線路際には紫陽花がたくさん植えられているため、写真のように紫陽花を暈して列車にピントをあわせると、ちょっと変わった1枚を撮ることができます。列車の横にも紫陽花が咲いていて、まさに紫陽花づくしの区間!

梅雨の時期は「箱根登山鉄道」沿線を訪問すべし!

梅雨の時期は被写体がなかなか見つからず、何を撮ったらいいか悩ましい時期ですが、「箱根登山鉄道」を訪問すれば自ずと見つかる被写体!雨だから綺麗に撮ることができるものが、「箱根登山鉄道」沿線にはあります。

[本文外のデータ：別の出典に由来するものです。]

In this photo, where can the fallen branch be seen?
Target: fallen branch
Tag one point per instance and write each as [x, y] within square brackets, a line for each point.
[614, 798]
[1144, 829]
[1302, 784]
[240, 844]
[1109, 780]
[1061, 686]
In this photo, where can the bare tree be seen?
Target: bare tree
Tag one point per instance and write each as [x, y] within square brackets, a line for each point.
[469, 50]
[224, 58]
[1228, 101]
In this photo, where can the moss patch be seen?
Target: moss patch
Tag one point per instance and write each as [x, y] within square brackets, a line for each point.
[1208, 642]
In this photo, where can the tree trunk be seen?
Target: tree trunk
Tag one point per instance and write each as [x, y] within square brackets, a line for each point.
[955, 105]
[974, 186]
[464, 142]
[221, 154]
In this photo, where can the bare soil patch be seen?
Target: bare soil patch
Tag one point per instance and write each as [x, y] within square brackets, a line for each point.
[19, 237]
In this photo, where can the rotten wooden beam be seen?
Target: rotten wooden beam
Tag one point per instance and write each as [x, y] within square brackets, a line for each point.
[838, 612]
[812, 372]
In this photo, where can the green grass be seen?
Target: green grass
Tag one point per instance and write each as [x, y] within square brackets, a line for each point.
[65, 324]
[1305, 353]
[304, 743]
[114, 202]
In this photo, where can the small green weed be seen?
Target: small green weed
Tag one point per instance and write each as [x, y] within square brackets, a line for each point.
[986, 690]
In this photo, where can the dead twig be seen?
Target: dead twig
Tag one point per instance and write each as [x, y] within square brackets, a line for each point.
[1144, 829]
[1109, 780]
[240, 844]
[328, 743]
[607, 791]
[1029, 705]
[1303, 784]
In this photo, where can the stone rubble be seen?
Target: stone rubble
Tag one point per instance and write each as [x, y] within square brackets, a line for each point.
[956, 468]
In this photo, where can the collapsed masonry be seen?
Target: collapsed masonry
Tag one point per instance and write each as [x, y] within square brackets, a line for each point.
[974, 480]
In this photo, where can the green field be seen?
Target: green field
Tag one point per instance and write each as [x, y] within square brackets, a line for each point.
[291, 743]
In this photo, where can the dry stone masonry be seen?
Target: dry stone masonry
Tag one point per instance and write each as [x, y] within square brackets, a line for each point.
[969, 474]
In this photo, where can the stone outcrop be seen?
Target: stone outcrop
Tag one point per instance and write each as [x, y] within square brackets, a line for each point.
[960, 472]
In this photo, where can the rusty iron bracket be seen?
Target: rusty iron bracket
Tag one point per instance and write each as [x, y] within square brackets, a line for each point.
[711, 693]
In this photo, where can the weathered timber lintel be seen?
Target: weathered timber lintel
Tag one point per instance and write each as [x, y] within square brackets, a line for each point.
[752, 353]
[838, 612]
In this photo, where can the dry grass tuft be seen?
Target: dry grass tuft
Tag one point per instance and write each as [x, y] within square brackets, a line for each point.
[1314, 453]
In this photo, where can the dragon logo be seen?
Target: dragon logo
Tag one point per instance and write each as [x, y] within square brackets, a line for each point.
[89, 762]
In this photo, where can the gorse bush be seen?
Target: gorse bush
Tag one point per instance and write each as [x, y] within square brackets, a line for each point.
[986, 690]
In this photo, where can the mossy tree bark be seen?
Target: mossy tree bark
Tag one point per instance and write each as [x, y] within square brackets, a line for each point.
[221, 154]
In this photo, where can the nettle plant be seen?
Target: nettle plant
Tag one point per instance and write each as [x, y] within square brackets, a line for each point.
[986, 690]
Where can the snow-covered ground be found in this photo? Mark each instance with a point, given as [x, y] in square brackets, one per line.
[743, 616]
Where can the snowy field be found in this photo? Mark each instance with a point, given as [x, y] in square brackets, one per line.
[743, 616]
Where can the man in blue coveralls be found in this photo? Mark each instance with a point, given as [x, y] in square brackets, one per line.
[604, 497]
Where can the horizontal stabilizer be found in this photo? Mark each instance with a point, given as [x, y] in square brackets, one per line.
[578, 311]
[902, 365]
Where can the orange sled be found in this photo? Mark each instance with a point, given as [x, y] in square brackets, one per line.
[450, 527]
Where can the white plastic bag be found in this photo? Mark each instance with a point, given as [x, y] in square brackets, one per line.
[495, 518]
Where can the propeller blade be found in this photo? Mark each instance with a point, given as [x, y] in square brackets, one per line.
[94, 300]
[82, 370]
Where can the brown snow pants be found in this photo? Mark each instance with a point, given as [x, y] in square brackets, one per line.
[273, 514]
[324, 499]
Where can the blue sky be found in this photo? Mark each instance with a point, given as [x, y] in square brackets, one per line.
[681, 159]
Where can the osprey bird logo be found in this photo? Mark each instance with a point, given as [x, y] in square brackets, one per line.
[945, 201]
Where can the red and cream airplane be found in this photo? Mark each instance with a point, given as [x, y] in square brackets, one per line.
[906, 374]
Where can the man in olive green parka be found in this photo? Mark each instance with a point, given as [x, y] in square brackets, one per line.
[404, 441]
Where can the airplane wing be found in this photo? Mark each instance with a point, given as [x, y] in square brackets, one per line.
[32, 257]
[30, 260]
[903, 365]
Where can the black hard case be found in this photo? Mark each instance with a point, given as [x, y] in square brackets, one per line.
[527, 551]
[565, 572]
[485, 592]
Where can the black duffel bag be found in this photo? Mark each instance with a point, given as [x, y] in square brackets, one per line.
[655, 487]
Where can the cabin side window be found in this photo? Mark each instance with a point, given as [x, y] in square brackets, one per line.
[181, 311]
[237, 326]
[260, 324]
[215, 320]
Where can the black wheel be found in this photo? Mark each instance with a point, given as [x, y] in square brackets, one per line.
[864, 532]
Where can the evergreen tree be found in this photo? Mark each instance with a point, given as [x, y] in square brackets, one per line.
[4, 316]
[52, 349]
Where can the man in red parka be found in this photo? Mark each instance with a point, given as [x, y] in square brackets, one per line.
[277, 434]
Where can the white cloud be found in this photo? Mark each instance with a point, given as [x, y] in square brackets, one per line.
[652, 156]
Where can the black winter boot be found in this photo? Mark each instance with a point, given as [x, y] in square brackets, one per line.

そして箱根と言えば温泉!「箱根登山鉄道」沿線にて歩き疲れた体を、温泉で癒してみてはいかがでしょうか。日帰り温泉スポットも多く、中には露天風呂を設けた施設もあります。

ちなみに雨が降りやすい梅雨の時期でなおかつ、徒歩移動が多いため、傘だけではなくカッパ持参もオススメします。なお、紫陽花の見頃は、「箱根湯本駅」と「強羅駅」を比較すると、標高差があるため一概には言えませんが、だいたい6月下旬から7月初旬まで。